In short "Consistency and standards" / convention is a powerful heuristic. And data loss is a powerful motivator.
The "manual save" was not the only UX choice. The Psion 5 was an interesting physical device, but the UX of it's software was possibly more notable as it chose to take an independent path to prevalent UI's of the time.
One of the Psion's conventions was an auto-save, with a "revert to last [version opened / explicit save]" in the case one should want to discard edits. Because this was a standalone device it could impose this new paradigm. Which users could accept as device was unique, and that save-by-default was a logical form of operation. At least compared to losing your edits accidentally.
This was a logical improvement to the prevalent desktop word processors of the time, namely 199). When memory capacity improved multiple version storage is logical enhancement of this "default-save + revert" model.

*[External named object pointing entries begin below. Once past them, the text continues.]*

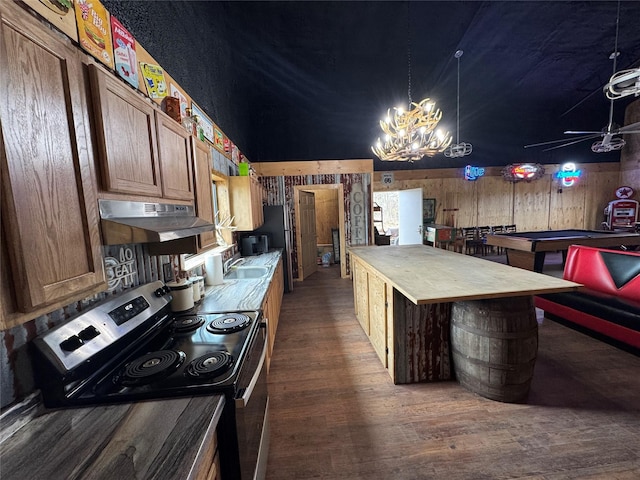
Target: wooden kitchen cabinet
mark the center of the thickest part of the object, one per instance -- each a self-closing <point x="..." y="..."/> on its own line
<point x="246" y="195"/>
<point x="174" y="151"/>
<point x="203" y="191"/>
<point x="271" y="307"/>
<point x="361" y="294"/>
<point x="126" y="137"/>
<point x="373" y="299"/>
<point x="141" y="150"/>
<point x="50" y="244"/>
<point x="202" y="180"/>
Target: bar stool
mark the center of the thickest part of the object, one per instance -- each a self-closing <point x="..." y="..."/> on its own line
<point x="497" y="229"/>
<point x="471" y="240"/>
<point x="482" y="236"/>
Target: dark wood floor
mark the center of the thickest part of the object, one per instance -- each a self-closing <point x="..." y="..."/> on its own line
<point x="335" y="414"/>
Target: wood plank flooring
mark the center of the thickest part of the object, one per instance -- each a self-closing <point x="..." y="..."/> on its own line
<point x="335" y="414"/>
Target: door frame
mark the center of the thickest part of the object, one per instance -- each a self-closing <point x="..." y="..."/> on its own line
<point x="311" y="188"/>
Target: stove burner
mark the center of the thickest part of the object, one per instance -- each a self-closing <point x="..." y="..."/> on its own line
<point x="210" y="365"/>
<point x="151" y="367"/>
<point x="187" y="324"/>
<point x="229" y="322"/>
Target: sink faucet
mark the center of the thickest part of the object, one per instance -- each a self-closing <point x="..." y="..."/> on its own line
<point x="229" y="264"/>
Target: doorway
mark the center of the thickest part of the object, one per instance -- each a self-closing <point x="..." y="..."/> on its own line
<point x="401" y="212"/>
<point x="334" y="194"/>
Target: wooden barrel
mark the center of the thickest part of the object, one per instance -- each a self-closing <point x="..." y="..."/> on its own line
<point x="494" y="345"/>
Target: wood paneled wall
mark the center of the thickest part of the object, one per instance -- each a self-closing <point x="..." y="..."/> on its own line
<point x="539" y="205"/>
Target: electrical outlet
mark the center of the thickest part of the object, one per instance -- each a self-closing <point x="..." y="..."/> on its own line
<point x="167" y="272"/>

So clearly not all UX engineers thought the the default convention of the time was wise. So why did "manual save" last 15 years plus? Convention and consistency. That is what makes users nervous about change in behaviour. And also users value their time, so want to be sure that the edits are saved.
What has changed? Clearly the Psion range and the Symbian OS software it spawned was not enough to influence convention against the weight of Windows & Mac OS applications and the associated OS design guides at the time. What is new is AJAX applications. They had had a reasonably blank canvas in web applications, and different constraints (e.g unreliable connectivity). In particular GMail led the way. Notably this had a few variations of UI for their auto-save functionality.
Once enough people have a degree of comfort with a new convention, then the mainstream can come on-board.